What caught my eye was a news which said that in order to sell down the security market, the speculator borrowed a large amount of stocks from celebrities and rich families of Hong Kong. Now those borrowed chips were all taken over by the Hong Kong government whom said it would keep those blue chips in hand as reserve and wouldn't sell it any more. Since what government bought in this battle occupies 11% of the total blue chip, a large amount of stock were locked up in safe box.
Then how would the speculator to compensate the lenders? They had to buy the same stock from the market. According to the principle of supply and demand, the buying action will push up the stock price. Since Hong Kong stock market always follows New York stock market, I concluded there would be a prosperous bull market.
I had the experience that secret police would suppress the whole market (in China) to restrict me to make money from stock. They didn't care other group's interest, but what if it was their own interest? It worth a try.
I bought 100 shares of Boeing on 9/23, and bought 100 shares of Travelers on 9/25. I chose Boeing because it was one of the only two big commercial plane manufacturers in the world. Feds wouldn't shut down a big company just for my 100 shares? As for "Travelers", it was a new Dow Jones 30 share. I don't think financial group would introduce a junk stock in Dow Jones 30. They would make money on it when people were still strange to it. Several days later, "Travelers" merged with "city Bank". So I then had 100 shares of Citi.

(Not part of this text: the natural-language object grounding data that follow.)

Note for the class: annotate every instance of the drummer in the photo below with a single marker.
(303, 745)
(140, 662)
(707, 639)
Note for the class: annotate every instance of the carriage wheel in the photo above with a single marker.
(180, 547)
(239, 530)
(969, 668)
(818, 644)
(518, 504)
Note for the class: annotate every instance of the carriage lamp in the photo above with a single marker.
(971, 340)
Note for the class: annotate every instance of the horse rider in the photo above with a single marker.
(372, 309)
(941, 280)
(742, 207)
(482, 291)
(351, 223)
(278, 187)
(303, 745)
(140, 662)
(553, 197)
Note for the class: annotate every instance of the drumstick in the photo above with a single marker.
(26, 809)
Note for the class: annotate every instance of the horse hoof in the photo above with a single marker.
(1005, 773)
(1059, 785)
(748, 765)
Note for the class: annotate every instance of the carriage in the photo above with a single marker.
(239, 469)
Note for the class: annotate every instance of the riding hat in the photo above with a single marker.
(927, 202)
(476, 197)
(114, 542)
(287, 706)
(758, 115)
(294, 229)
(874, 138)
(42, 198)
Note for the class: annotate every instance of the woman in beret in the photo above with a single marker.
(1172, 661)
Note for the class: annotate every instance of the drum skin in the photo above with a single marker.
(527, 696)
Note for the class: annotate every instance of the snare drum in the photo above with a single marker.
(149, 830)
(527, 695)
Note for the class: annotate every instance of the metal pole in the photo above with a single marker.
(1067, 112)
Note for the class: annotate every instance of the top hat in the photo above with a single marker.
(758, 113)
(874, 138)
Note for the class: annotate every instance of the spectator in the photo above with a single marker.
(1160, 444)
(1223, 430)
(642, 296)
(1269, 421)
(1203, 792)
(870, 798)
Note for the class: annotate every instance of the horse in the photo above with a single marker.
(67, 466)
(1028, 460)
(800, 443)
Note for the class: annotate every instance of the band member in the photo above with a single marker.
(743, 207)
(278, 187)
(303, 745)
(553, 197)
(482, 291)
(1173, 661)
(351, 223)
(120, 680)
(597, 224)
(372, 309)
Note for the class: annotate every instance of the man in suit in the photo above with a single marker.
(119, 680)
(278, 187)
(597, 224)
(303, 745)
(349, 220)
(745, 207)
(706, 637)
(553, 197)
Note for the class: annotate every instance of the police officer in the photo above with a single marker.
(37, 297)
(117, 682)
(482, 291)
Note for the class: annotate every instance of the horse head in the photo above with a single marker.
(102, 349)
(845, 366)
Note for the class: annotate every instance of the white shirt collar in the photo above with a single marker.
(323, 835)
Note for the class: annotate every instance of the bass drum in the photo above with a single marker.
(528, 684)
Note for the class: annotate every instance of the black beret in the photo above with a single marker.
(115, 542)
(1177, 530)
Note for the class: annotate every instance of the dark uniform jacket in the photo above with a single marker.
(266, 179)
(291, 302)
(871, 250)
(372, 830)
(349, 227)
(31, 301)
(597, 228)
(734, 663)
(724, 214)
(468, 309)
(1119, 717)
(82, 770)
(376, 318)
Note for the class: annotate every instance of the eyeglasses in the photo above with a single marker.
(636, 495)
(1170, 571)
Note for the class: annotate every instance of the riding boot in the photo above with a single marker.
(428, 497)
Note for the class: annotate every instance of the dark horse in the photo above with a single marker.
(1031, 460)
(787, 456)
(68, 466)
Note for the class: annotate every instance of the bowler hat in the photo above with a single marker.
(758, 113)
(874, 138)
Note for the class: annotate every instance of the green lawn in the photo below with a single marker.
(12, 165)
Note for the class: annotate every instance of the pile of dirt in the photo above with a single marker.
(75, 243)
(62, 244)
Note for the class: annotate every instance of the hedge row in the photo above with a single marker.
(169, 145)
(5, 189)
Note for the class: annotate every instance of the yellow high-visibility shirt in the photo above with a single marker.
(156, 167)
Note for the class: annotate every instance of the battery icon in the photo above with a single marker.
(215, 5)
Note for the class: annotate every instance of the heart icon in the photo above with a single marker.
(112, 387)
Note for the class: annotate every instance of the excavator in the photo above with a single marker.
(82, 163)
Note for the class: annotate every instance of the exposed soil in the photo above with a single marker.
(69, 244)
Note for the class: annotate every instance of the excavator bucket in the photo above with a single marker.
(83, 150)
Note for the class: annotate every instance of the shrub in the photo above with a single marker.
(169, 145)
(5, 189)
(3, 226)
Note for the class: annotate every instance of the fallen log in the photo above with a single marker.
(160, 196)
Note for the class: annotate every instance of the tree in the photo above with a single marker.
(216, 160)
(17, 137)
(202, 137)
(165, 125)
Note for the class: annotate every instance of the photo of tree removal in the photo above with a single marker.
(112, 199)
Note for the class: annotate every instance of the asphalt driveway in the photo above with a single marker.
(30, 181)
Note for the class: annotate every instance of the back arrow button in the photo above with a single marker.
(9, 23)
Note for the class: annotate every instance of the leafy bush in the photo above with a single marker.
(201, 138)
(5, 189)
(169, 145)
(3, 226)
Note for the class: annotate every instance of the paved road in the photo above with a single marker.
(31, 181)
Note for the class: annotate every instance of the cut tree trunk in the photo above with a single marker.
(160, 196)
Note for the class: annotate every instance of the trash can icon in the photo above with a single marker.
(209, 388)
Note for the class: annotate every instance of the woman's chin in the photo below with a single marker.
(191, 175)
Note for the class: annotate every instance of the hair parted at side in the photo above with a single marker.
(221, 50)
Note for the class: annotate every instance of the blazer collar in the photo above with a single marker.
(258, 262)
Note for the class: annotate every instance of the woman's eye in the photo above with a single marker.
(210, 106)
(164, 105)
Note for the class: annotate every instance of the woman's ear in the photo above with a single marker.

The response of the Feds was severe. I suffered heavy E.M. wave attack that I couldn't stay at my home. At last I had to go San Francisco to live with my parents. On 1/15 I encountered with a bank robbery on my way to my parents' house. I think it was a trap Feds prepared for me - a "random shooting death" case. The case was disrupted by a bystander. (see 402,404,561,562 "San Francisco bank robbery")
In mid March 1999, my parents and my wife told me they would leave for trip within a week. My parents would go China. My wife would go Hong Kong with my daughter and her father. So I would be left alone in the house, either in San Francisco or in San Jose. I thought the Feds could wait any time longer to boost the stock market. They prepared another murder case for me. Before my relatives' leaving, I bought an air ticket and went to Hong Kong on 3/19.
As I expected, the Hong Kong stock market went bull followed the leadership of New York stock market after I arrived in Hong Kong. Seeing a boiling market, seeing other stocks were rushing towards their historical high, I bought another 100 Boeing shares at the price $41 on 4/15. Boeing's historical high was $60, there was $19 space for its price to grow. When Boeing stock turned its head to downwards, I realized I made a mistake. I remembered the experience in China: a rising price curve suddenly stopped and turn downwards. The turning point was always when my purchase order finished. On 4/21, I sold my stock. I made $3100 dollars at Citi Bank. I lost $230 on that newly bought "Boeing". I knew if I held on it, they could drive the price to $34. I made $650 on the Boeing I originally bought on 9/23/1998 later.
In Hong Kong, I had a hard time to make a trading. The phone in my rented room was harassed. To carry out a trading, one day I had to go out in mid-night, to buy a phone card in a Seven-Eleven store and called the securities company to fulfill a deal by public telephone.